Here’s something new in the saga of everysupervillain ordinariness featuring Gru the goofy animated megabaddie (voiced by Steve Carell), with his comedy bald head, pointy noise and foreign accent. We now reach the fourth film in the series; sixth, if you count the two spin-off films about his jabbering yellow sidekick minions.

This franchise from Illumination Entertainment has never come close to the inspired genius of its rival Pixar’s best work, despite the obvious indebtedness to Syndrome from Pixar’s The Incredibles; that mighty film’s influence looks even more obvious now, as Gru and his family have to be moved to a new city and given witness-protection-scheme-type new identities by their faintly exasperated handlers. But it has to be said that the Despicable Me franchise has marathon stamina; it relaxes into its long-established characterisation and storytelling and only a snob would deny this film’s unassuming consistency in delivering family entertainment. And this is, after all, the franchise that gave us the world-beatingly catchy Happy by Pharrell Williams, who returns to write songs for DM4.

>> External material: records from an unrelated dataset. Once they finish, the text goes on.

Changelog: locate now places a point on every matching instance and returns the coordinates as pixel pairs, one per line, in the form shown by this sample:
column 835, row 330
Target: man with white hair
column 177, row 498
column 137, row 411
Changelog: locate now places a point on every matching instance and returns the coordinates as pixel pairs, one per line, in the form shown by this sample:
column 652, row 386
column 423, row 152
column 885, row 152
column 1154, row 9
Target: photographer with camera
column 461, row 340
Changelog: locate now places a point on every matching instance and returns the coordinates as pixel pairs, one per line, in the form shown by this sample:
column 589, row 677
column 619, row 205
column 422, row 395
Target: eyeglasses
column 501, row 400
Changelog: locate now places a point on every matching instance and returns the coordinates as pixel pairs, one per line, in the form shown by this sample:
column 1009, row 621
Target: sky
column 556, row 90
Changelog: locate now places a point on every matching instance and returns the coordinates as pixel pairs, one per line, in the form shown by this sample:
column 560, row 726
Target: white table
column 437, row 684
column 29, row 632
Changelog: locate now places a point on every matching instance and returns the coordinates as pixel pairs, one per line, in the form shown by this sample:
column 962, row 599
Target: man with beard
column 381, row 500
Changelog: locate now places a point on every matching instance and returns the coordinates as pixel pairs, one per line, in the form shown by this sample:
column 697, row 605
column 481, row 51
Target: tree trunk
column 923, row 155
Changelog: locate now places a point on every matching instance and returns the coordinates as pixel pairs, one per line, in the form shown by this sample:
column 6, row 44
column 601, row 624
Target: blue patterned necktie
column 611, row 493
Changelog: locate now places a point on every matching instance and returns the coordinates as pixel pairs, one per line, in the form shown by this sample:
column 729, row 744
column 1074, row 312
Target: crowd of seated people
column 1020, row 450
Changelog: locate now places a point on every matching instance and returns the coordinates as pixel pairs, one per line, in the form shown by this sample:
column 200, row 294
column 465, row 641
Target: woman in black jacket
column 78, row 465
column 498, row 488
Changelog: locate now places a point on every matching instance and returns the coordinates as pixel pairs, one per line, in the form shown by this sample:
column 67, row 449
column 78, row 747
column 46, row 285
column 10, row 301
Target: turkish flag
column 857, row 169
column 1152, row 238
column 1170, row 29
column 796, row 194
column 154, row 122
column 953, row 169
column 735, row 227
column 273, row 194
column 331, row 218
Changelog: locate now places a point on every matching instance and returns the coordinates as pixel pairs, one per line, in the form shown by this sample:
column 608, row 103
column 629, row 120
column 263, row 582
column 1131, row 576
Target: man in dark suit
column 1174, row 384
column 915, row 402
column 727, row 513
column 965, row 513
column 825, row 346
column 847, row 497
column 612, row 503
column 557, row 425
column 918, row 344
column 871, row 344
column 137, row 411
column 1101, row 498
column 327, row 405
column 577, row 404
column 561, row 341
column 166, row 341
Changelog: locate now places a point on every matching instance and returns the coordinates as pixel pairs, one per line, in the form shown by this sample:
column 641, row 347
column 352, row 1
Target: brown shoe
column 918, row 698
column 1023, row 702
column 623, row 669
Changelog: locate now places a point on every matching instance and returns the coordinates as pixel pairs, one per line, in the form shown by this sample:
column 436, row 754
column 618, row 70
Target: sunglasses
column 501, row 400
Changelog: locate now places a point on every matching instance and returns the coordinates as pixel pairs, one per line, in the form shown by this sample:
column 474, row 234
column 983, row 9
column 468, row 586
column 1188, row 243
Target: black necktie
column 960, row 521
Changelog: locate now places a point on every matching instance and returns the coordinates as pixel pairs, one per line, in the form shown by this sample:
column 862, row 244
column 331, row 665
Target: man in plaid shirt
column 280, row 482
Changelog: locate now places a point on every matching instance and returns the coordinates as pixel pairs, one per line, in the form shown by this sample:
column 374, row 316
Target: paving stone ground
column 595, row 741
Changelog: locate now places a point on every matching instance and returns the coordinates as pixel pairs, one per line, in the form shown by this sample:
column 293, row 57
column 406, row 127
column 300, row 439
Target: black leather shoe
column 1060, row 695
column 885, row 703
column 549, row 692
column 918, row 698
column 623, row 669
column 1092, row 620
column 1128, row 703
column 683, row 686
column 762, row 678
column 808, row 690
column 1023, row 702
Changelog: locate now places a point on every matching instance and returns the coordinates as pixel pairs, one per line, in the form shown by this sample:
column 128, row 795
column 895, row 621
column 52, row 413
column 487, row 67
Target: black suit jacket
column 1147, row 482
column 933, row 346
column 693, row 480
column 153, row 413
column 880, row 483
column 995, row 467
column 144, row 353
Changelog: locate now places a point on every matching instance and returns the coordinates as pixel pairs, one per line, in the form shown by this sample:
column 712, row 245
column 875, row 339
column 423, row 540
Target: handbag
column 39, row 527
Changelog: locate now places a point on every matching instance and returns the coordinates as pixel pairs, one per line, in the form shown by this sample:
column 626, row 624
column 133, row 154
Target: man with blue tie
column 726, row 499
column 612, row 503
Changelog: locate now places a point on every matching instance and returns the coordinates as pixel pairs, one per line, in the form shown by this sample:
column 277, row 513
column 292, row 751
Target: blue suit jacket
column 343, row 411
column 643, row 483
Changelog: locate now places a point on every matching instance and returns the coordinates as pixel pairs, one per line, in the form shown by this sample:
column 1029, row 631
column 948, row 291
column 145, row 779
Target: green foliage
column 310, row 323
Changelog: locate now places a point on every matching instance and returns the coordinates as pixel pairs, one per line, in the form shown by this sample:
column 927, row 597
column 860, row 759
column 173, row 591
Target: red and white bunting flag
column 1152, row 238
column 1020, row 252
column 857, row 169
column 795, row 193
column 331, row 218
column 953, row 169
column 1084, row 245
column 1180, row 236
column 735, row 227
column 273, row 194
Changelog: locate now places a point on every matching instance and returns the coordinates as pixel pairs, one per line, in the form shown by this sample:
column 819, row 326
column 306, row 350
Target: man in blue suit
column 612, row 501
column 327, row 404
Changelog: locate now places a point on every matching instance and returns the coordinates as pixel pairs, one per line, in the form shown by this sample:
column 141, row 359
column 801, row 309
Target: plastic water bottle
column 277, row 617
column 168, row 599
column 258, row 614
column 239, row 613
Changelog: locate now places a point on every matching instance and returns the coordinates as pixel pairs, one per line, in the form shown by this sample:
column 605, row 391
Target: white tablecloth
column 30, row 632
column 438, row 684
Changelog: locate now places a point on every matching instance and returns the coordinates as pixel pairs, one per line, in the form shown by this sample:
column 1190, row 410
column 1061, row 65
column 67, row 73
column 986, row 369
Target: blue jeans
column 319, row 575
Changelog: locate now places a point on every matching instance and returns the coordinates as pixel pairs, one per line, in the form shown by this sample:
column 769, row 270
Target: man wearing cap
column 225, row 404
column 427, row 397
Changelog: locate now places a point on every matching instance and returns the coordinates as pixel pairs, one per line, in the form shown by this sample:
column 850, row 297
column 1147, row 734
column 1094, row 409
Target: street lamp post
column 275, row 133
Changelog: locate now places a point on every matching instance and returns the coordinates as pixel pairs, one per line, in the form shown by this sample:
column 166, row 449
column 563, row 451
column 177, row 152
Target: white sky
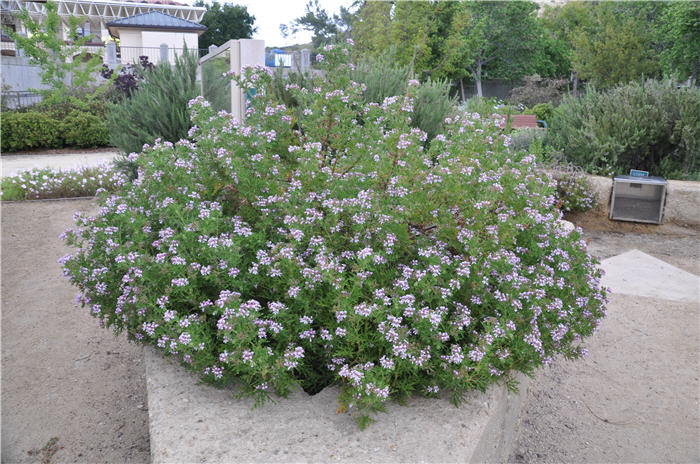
column 269, row 14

The latest crisis in Gru’s life begins with his arrival at a high school reunion at his supervillain alma mater somewhere in francophone Europe; this is the LPB, or Lycée Pas Bon, a castle in the mountains, where the Class of ’85 has assembled. Gru, who has long ago converted to working for the powers of light, confronts a new nemesis: former classmate-slash-implacable-enemy Maxime Le Mal (Will Ferrell). Maxime has a weapon that turns all mammals into cockroaches – even humans – and when he goes all out to attack Gru and his wife Lucy (Kristen Wiig) and stepchildren and baby, the entire family has to be relocated to a new city with fake names. And it is in this new suburban dullness that Gru is discomfited to meet the kid next door: Poppy (Joey King) who has a proposition for him. Meanwhile, Silas Ramsbottom (Steve Coogan), the Anti-Villain League’s Q-type pompous Brit, has developed new bio-tech for evolving the little yellow minions up to a new level of crime-fighting excellence.

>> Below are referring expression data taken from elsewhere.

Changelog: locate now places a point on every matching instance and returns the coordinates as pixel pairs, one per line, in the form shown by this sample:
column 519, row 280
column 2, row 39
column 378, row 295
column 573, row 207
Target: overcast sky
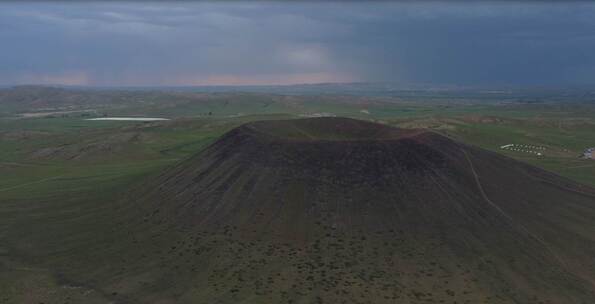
column 207, row 43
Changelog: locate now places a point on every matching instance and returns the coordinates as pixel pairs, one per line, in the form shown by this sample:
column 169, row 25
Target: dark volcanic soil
column 339, row 210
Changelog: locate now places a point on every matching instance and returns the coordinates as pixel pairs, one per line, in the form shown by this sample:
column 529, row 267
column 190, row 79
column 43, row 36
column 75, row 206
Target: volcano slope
column 345, row 211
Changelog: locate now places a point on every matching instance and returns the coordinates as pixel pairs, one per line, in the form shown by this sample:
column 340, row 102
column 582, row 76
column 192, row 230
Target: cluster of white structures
column 129, row 118
column 524, row 148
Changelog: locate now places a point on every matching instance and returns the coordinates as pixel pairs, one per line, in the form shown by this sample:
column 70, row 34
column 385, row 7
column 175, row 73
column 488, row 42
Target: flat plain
column 65, row 237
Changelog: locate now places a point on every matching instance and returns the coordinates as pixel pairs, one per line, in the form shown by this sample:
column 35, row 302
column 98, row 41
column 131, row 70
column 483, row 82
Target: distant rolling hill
column 335, row 210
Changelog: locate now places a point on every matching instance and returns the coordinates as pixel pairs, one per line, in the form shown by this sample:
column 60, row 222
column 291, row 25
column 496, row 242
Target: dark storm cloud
column 148, row 43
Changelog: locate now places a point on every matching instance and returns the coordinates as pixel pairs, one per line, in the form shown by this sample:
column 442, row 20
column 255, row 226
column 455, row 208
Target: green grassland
column 63, row 226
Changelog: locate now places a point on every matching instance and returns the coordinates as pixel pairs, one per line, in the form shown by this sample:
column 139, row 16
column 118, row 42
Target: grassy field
column 61, row 175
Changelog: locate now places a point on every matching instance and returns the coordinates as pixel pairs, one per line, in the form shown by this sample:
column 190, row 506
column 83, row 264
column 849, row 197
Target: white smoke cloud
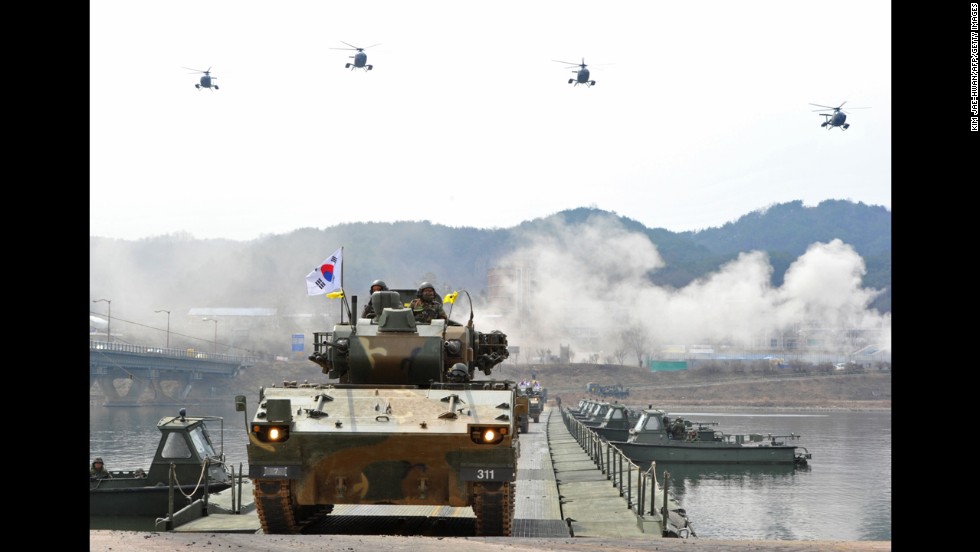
column 589, row 285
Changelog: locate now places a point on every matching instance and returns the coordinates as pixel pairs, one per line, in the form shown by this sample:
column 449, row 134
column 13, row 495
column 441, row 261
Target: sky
column 700, row 113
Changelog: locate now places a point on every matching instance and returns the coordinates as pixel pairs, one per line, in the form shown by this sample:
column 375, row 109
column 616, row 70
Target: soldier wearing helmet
column 98, row 470
column 427, row 305
column 377, row 285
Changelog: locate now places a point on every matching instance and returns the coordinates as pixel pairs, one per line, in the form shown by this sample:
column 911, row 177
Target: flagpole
column 344, row 300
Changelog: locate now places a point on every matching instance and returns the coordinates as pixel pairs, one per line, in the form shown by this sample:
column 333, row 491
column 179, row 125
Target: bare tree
column 635, row 339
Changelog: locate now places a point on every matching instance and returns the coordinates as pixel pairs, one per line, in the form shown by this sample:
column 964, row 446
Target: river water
column 846, row 494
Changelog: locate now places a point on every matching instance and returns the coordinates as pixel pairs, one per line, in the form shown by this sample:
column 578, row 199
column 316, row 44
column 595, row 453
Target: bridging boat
column 657, row 438
column 185, row 467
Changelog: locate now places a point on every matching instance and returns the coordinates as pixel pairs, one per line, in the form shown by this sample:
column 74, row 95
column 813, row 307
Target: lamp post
column 108, row 327
column 168, row 325
column 214, row 344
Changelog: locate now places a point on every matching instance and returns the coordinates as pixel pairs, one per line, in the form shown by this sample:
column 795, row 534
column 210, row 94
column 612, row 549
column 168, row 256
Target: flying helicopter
column 581, row 74
column 206, row 79
column 837, row 117
column 360, row 58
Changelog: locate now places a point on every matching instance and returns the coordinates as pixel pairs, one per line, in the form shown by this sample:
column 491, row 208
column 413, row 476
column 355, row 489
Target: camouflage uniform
column 369, row 308
column 426, row 311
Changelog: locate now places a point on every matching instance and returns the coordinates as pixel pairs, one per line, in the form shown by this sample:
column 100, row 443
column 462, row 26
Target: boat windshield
column 202, row 443
column 648, row 422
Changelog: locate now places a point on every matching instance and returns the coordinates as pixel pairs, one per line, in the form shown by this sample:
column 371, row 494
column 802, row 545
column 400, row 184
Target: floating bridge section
column 133, row 375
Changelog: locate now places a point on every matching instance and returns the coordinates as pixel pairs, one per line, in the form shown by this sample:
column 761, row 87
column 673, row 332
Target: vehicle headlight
column 271, row 433
column 488, row 435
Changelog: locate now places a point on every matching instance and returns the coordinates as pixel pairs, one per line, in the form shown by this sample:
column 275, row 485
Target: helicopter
column 581, row 74
column 836, row 118
column 360, row 58
column 206, row 79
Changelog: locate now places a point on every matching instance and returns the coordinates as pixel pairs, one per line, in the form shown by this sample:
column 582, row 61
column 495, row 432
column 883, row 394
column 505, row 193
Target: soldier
column 98, row 471
column 377, row 285
column 426, row 306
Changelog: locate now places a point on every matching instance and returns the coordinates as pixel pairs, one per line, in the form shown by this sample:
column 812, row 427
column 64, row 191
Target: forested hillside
column 177, row 272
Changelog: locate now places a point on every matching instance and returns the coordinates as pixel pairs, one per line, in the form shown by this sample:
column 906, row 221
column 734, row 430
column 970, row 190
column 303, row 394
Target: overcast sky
column 700, row 113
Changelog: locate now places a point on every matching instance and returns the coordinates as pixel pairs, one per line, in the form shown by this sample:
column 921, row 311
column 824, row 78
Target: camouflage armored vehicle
column 405, row 423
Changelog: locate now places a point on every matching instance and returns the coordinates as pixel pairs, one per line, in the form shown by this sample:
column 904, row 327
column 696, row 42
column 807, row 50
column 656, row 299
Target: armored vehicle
column 405, row 423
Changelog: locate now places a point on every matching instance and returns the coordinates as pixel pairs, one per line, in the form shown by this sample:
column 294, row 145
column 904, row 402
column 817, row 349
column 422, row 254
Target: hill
column 177, row 273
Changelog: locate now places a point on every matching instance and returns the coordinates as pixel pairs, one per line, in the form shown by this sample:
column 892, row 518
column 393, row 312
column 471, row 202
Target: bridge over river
column 133, row 375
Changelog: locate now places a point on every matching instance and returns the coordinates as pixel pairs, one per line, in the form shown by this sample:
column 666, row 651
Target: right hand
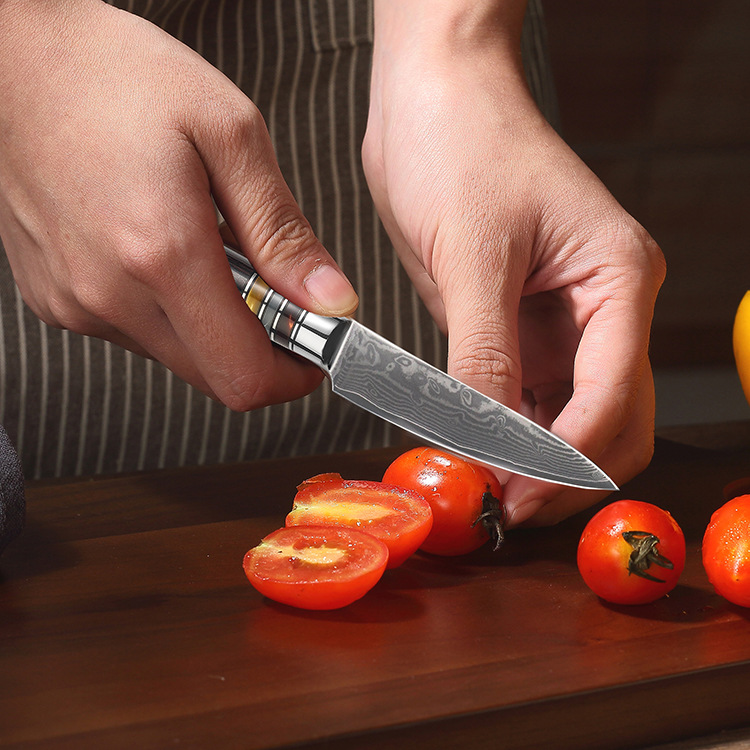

In truth, the minions are always the least funny and most tiresome part of the Despicable Me films, but it also has to be said they are undoubtedly an important and mysterious part of the franchise’s success-alchemy and brand identity, providing wacky nonverbal fun, reaching out to very little kids and boosting success in non-English-speaking territories. But there is diversion in Gru and Lucy’s bland new ersatz life in the ’burbs, pretending to be solar panel sales operative Chet and hairstylist Blanche. The film weirdly and rather charmingly begins to resemble an old TV show like Bewitched or I Dream of Jeannie as this family with its heavy burden of secrets tries to make the best of things.

With a terrible inevitability, the awful Maxime turns his cockroach gun on the most poignantly vulnerable members of Gru’s family and a more serious, or even more ironic and cynical film might seek to make the effects of that marginally more scary, more difficult to reverse, more despicable in fact. But this isn’t this film’s style. It isn’t a masterpiece, and no one needs Despicable Me 5, but being unassumingly enjoyable isn’t easy.

• Despicable Me 4 is out in Australia now, in the US on 3 July and in the UK on 12 July.